During Q1,we made tactical tilts in a few names. We reduced some positions, added others, and liquidated still others. That raised our cash to 40%. This led us to be somewhat defensive during some of the 2010 rally.
A number of long positions were stopped out in Q1 for small losses. That is the nature of our trade discipline. That raised more cash.
Over the past few weeks, several of the names (mentioned here and else where) hit our upside targets: Eastman Kodak (a short squeeze buy), Citigroup (Buy what you hate), the airlines (technical buy), and some of the media positions (Gannet, NYT) were either sold or reduced to take profits. That has taken our cash to over near 50% in April.
We got stopped out of a few names yesterday, and made partial sells in others. As of this morning (with the futures looking up) we are at ~69% cash.

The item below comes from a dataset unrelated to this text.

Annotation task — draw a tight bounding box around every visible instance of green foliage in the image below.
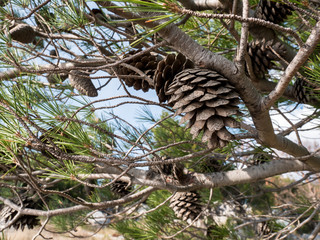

The portfolio changes have been tactical, and not strategic. In other words, the conditions for a major reversal are not conclusive. That doesn’t mean it cannot happen, it just means that at this moment, making decisions with imperfect information, we put the odds of a hefty drop of 20+% at about 25%.
Given that liquidity is still so abundant, we expect the pullback to be somewhat contained, but deeper than the prior 3 wobbles (June, September, January) since the rally began. We could see a deeper than 10% pullback. Depending upon conditions and internals, our expectations are that we will be buyers into a 10-20% correction. From current levels, we do not expect to revisit the lows.
If the correction fails to materialize, and the market rallies aggressively, with firming internals, we will reconsider our posture. We are always willing to redeploy cash higher into a possible melt up.
I still expect a 25% correction at the end of this rally. I am unable to say with any degree of conviction that the current market turmoil is that major move down.
Regardless, tight stop losses are in order.